Many people think of their animals as furry kids that are good company and not much more, but some pets land life-saving jobs.

 

Mary Siemiesz has seen a lot of amazing animals in her 14 years as honorary curator for the Purina Animal Hall of Fame. This year’s service animal inductee was Bingo, a Jack Russell Terrier from Shilo, Man. Bingo is owned by Mandi and Dwayne Hein, whose eight-year-old son Cole has a condition that causes him to retch and often stop breathing. Before Bingo, Mandi and Dwayne had to monitor their son constantly. When Dwayne, a member of the Canadian Forces, was dispatched to Afghanistan, it left Mandi as the lone protector — at least until the National Service Dogs organization hooked her up with Bingo.

 

Bingo was trained to start barking when Cole starts retching, so life-saving help can come quickly. Bingo is with Cole around the clock, taking a lot of worry off the shoulders of the Heins.

 

“Mandi has been very grateful for Bingo,” Siemiesz says. “We feel it’s very important to showcase these stories and celebrate the role pets play in our lives.”

 

It’s usually a dog who does the life saving, but this year’s inductees included Gepetto, the Alberta cat who alerted his owners to a potentially deadly carbon monoxide leak.

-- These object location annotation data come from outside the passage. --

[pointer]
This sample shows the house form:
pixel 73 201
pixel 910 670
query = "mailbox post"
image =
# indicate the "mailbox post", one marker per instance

“In many situations, the owners are actually surprised at the behaviour of the pet,” she says. “It almost seems to be that they just know what to do.”


Reba, Creig Veinot’s Czechoslovakian Shepherd (as he describes her) works as a civilian member of an RCMP-run search-and-rescue team in Lunenburg, N.S.

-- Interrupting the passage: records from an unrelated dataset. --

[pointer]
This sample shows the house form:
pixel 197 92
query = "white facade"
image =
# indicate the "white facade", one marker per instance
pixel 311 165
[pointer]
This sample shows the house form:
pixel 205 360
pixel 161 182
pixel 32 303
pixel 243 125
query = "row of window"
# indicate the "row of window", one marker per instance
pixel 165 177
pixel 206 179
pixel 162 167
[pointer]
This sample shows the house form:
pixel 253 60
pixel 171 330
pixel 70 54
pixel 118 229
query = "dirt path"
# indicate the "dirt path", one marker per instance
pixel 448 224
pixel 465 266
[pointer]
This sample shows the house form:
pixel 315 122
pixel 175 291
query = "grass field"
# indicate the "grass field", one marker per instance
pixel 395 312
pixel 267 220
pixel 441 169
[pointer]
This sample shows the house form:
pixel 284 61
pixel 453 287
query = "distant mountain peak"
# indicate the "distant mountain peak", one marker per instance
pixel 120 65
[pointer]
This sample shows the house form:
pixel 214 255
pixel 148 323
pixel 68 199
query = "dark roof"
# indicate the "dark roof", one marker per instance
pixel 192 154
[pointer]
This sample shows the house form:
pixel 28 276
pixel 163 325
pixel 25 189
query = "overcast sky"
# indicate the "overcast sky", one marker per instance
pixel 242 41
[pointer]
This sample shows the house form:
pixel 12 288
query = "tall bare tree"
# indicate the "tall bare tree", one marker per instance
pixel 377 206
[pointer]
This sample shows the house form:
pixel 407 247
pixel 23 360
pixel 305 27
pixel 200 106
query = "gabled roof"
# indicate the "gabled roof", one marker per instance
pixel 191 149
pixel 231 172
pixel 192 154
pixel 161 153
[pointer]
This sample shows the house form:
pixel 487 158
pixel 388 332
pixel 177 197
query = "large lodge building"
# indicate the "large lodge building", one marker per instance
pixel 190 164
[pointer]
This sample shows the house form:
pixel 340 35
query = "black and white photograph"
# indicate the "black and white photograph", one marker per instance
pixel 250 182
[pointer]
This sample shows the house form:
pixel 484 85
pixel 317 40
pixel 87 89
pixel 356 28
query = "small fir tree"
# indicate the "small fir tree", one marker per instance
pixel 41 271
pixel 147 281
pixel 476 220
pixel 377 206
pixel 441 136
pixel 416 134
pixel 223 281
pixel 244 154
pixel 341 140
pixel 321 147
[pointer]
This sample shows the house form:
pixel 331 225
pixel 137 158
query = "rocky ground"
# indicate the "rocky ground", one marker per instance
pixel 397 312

“Everyone wants to know if there’s any relation to Reba McIntyre, but she can’t sing,” Veinot jokes.


“We get a call from the RCMP with the location and a little description of what’s taken place. We pick an area and go from there,” he explains. “If we get into a place where the person has travelled, they track them by scent.”


Veinot used to use bloodhounds, which have a sharper nose, but they are also slow and heavy creatures weighing in at 125 pounds and struggle with rough terrain. Reba is a lean, leaping 61 pounds.


“When we come to a tree across the road, it’s me I’ve got to worry about,” he says. Reba is also the family pet and the Veinots take her with them everywhere ,so they’re ready to spring into action.